Neil deGrasse Tyson on a Dystopic Future | Breakthrough
It's always been a curious fact to me that the most successful science fiction storytelling involves completely dystopic scenarios or finales, and all of them, essentially all of them.
Now maybe at the end they give you some glimmer of hope, but something bad really happened during the story. I have mixed feelings about this in the following way: um, I think essentially every dystopic projection of the way technology takes us—because it's always technology gone bad, always, if it's a science fiction film.
So, I have never seen technology go as bad as has been projected for it in the science fiction stories. Maybe it hasn't gone that bad because the very story that describes how bad it goes is what alerts us to that possibility, and then we prevent it in the first place. I'll allow that possibility.
All right, I think what's more likely is that people take a new technology and then they project it forward without any checks and balances in between the birth of the technology and the complete dystopic expression of that technology. They're forgetting that in between, people are making other decisions.
Oh no, let's not have it continue this way 'cause that's dangerous!
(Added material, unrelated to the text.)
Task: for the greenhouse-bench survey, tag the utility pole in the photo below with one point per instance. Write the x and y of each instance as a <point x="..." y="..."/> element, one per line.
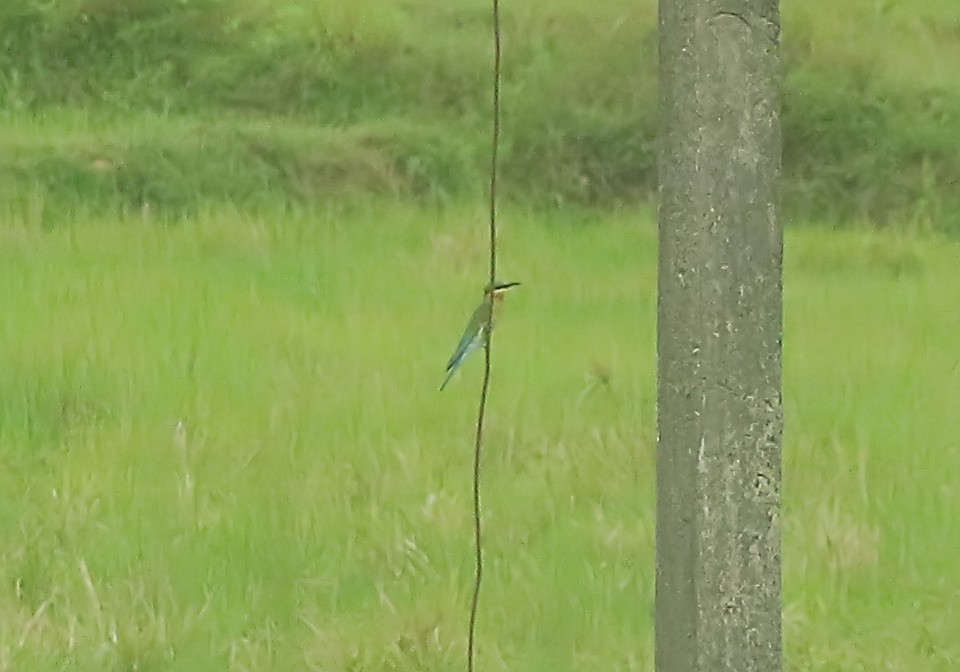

Let's continue it this way. We make these mid-course corrections all the time, all the time.
If you did this back in the dawn of space flight, you'd think half of anyone who got in a plane would die any time it took off. And we made planes safer. We made safer planes.
If you were at the beginning of the dawn of the nuclear era, you'd say, well, the whole world is going to end in a nuclear explosion. Okay, so we need wise leaders and wise, um, uh, international agreements. And we say, no, that's not going to happen if we do use nuclear powers for energy and not for war, right?
So yes, you need some wise, some wise shepherding of technology as you go along, but often the storytelling ignores the mid-course corrections that we put into place all the time.
And so, I, believe it or not, I have confidence—enough confidence in our species to think that we will never allow society to crumble in all the ways that science fiction dystopic storytellers make it happen.